Break Glass #04: Accidental Backup Deletion - Recovering After Retention Misconfiguration or Manual Deletion
Why This Happens
Retention misconfigurations are almost always human error amplified by Veeam's willingness to act immediately. Someone reduces the retention setting from 14 days to 3 days while investigating a space alert. The next job run applies the new retention and removes every restore point outside that 3-day window without prompting. Done. The storage alert is resolved and the restore window is gone. In VBR v13, retention is days-based only. Environments upgraded from v12 may still show restore-point-count retention on existing jobs, but the behavior is the same: change the number, and the next run enforces it.

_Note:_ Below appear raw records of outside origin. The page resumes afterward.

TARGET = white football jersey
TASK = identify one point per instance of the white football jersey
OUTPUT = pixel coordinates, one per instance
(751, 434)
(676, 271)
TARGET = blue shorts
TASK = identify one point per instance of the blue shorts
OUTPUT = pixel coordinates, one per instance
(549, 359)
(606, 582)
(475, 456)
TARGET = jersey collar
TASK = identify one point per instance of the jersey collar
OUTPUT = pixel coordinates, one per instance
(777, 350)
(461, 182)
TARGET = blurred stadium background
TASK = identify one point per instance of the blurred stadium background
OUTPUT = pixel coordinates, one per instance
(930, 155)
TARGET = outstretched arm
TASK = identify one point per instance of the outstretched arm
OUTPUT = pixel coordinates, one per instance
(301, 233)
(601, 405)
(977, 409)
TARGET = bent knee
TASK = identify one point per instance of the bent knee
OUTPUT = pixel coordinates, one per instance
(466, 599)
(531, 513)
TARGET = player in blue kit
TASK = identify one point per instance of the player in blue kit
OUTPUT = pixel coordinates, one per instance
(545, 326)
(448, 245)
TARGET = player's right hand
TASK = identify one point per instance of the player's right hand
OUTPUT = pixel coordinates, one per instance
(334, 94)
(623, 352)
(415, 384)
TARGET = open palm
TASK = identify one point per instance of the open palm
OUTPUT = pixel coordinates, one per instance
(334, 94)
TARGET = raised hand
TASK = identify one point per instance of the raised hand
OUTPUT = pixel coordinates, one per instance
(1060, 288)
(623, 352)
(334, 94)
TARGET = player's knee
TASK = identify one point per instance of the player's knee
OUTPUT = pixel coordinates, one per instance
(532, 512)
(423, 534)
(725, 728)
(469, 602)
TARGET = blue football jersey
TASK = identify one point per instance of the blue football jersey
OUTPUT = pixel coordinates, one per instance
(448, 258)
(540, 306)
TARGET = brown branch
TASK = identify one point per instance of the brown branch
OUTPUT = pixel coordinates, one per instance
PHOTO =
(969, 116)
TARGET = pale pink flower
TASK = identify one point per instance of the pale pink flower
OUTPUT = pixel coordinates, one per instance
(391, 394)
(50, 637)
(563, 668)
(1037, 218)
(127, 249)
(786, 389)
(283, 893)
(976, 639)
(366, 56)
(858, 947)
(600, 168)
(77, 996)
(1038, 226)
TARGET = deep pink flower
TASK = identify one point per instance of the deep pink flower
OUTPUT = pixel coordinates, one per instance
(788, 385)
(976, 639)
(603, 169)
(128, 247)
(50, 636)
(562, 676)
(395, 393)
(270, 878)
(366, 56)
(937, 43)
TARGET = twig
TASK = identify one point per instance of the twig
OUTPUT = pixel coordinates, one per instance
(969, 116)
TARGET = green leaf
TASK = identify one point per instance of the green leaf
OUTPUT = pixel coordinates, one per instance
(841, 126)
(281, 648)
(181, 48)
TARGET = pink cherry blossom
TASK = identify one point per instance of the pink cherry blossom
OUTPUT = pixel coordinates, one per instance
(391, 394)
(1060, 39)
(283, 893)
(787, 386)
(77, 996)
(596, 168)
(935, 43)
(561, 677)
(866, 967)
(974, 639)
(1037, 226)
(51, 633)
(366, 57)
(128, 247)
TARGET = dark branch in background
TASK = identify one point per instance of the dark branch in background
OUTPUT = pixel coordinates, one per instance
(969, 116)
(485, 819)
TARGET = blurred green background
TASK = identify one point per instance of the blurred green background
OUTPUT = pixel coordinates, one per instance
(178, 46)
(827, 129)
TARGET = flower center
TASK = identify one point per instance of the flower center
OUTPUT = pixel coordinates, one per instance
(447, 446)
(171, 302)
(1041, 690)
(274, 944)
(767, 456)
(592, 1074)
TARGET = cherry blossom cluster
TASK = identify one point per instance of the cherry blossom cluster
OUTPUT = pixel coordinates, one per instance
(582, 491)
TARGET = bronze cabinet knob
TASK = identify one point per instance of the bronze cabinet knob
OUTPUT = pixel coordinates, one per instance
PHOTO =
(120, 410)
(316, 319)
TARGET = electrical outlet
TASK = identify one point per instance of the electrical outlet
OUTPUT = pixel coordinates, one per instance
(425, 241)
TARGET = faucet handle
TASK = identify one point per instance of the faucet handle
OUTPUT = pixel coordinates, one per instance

Direct deletion is the other path. An administrator right-clicks a backup in the VBR console and selects Delete from Disk. There is a confirmation prompt. It gets clicked through. The .vbk and all dependent .vib files are deleted from the repository. There is no recycle bin for Veeam backup data. If the repository has immutability enabled, this is blocked. If it does not, it is irreversible.
GFS (Grandfather-Father-Son) misconfiguration is more subtle. GFS transforms use existing restore points to build weekly, monthly, or yearly fulls. A misconfigured GFS job can consume the most recent restore points to synthesize a monthly full, leaving gaps in the active chain. The job reports success. The gaps only appear when someone tries to restore to a specific date.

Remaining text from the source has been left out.